Lecture 4

Lecture 4 - More Multithreading

Agenda

Announcements
Some Homework/Lab 2 Information
More Critical Sections
More pthreads
Approaches to Data Parallel Computation
- Bag of tasks
- Explicit Domain Decomposition
- Divide and Conquer

Announcements

Please avoid logging into the nodes of the Sun Cluster (rivera, wetteland, etc) as much as possible. These nodes are intended for use only by PBS batch jobs, and other processes may interfere with timing results.

Some Homework/Lab 2 Information

My version of the program runs for about 4 seconds using one thread on a cluster node.

I recommend -xO3 for timing runs. Use -g instead if you're debugging. We have two command-line debuggers installed: dbx and gdb, and one graphical debugger: ddd.

Use "top" to see how many threads your program is creating. It will be listed under the "THR" column.

More Critical Sections

We rushed through a lot of things last time to get you the background to get started on Homework/Lab 2. We'll revisit some of that today.

Recall that concurrent access to a shared variable caused trouble in the "pthread danger" example.

When we ran it on bullpen, a single-processor system, the problem didn't show itself - we still got the correct sum when we ran it. However, there is no guarantee that this would be the case. The operating system could switch threads in the middle of the load-increment-store, resulting in a race condition and an incorrect result. Try the program on bullpen with dozens of threads and you might start to run into problems.

The "pthread nodanger" example used a mutex to ensure mutual exclusion, that only one thread at a time could be updating the counter.

A few things to consider about this:

Why isn't the access to the mutex a problem? Isn't it just a shared variable itself? - Yes, it's a shared variable, but access to it is only through the pthread API. Techniques that are discussed in detail in CS 432 (and that we will discuss more here) are used to ensure that access to the mutex itself does not cause a race condition.
Doesn't that lock/unlock have a significant cost? - Let's see. We can time the programs from last class:
pthread_danger_timed.tgz Also available in /home/faculty/terescoj/shared/cs338/lect04.
pthread_nodanger_timed.tgz Also available in /home/faculty/terescoj/shared/cs338/lect04.
So yes, there's a significant cost, at least if we're going to lock and unlock that much. Maybe we shouldn't do so much locking and unlocking. In this case, we're pretty much just going to lock again as soon as we can jump back around through the for-loop again. Here's an alternative:
pthread_nodanger_coarse.tgz Also available in /home/faculty/terescoj/shared/cs338/lect04.
In this case, the coarse-grained locking (one thread gets and holds the lock for a long time) improves the performance significantly. But at what cost? We've completely serialized the computation! Only one thread can actually be doing something at a time, so we can't take advantage of multiple processors. If the "computation" was something more significant, we would need to be more careful about the granularity of the locking.

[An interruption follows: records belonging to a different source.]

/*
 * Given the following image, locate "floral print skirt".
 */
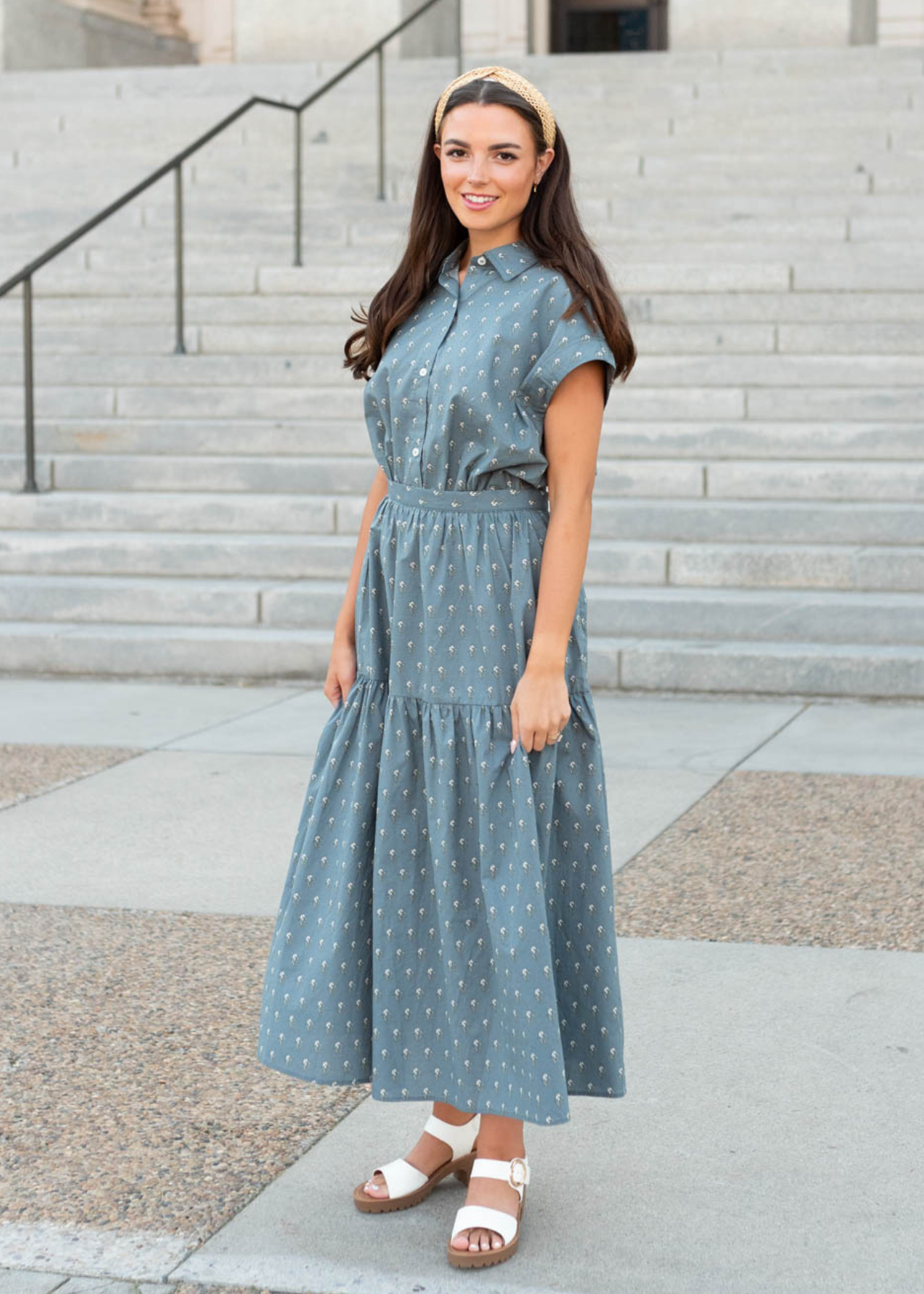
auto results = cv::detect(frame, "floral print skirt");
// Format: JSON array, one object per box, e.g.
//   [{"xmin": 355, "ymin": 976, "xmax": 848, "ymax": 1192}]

We will revisit these issues when we get back to the matrix-matrix multiplication example.

More pthreads

Last time, we talked about some settings to specify in hopes of getting the best performance out of your pthreads on Solaris. It is worth looking in more detail at what it means to set the concurrency level or to set the scope of a thread to process or system.

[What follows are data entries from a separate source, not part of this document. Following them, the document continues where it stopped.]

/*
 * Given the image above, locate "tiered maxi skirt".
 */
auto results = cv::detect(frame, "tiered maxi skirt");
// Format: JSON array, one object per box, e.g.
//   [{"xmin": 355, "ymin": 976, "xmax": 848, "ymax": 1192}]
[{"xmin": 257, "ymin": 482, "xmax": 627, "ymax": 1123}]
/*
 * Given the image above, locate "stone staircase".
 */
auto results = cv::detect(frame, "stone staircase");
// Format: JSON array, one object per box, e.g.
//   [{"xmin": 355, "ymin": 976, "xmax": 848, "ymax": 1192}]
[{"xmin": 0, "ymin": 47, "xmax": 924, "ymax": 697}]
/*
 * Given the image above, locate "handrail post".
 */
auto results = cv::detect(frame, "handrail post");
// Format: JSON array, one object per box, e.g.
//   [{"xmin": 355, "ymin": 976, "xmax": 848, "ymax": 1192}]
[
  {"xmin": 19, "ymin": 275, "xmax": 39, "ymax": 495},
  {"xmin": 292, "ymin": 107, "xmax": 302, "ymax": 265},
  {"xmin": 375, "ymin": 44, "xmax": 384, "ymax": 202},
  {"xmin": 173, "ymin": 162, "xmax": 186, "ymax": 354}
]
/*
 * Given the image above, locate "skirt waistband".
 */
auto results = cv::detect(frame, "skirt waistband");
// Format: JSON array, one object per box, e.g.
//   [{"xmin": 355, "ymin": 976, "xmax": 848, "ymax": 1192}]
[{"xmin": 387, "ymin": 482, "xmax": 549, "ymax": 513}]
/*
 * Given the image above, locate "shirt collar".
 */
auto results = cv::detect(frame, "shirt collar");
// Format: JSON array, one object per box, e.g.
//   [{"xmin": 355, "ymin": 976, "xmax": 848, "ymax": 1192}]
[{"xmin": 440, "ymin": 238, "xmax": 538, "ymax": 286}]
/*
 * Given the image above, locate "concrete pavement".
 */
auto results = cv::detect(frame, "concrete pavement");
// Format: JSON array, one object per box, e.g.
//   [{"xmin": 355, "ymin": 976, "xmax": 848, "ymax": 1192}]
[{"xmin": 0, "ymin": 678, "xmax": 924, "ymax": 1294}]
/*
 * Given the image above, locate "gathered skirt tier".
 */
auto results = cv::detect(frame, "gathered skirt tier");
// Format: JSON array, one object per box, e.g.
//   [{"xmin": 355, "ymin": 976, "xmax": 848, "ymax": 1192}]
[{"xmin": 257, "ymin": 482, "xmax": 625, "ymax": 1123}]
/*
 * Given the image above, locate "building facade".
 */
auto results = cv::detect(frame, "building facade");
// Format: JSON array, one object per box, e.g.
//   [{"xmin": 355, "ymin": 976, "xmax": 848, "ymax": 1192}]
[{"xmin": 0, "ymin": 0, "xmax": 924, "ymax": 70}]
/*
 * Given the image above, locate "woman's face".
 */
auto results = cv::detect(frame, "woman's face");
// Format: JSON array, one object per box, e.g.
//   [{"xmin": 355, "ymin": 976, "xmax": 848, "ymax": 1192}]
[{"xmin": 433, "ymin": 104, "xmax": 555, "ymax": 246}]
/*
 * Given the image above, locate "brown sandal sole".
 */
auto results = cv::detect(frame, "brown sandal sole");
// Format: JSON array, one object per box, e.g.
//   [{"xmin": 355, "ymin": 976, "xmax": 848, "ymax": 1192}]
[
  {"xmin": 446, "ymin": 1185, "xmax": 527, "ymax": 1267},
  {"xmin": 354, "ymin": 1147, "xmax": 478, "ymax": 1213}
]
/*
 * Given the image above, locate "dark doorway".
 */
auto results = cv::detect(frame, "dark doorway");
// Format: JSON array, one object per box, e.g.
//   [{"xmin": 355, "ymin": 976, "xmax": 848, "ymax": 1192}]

Solaris implements a complex threading mechanism. We have thought of threads being multiple paths through our single process. Ideally, if we have multiple threads ready to run and multiple processors available, the threads would be assigned to those processors to run concurrently. But in Solaris, an extra entity, a lightweight process (LWP) falls between the user threads and the CPU scheduler. It is a LWP that gets scheduled on the CPU.

The pthread functions we looked at last time have to do with how many LWPs your program has, and how your threads are assigned to those LWPs to gain access to a CPU.

The call

  pthread_setconcurrency(n+1);

requests that the system create n+1 LWPs for your process. This will allow up to n+1 of your threads to be running concurrently. There is no guarantee that the system will grant this many LWPs, especially if the number is large. Generally, you should set this to the number of threads you expect to be running concurrently in your program.

The "scope" attributes indicate how you want to have your threads associated with your LWPs:

  pthread_attr_setscope(&attr, PTHREAD_SCOPE_PROCESS);

PTHREAD_SCOPE_PROCESS creates unbound threads. That means that this thread can be associated with any LWP, and its LWP association can change during its lifetime.

PTHREAD_SCOPE_SYSTEM creates bound threads. Here, the thread is assigned to an LWP and remains assigned to that LWP throughout its lifetime.

There are relative advantages and disadvantages to each approach. Allowing the thread to move among the LWPs is more flexible, preventing a situation where you have 4 LWPs and 4 processors, but all of your threads that are active and ready to do work have been assigned to the same LWP. This means only one will be able to run at a time. On the other hand, the unbound threads require an extra level of scheduling - deciding which threads go with which LWPs and deciding when to migrate threads to different LWPs.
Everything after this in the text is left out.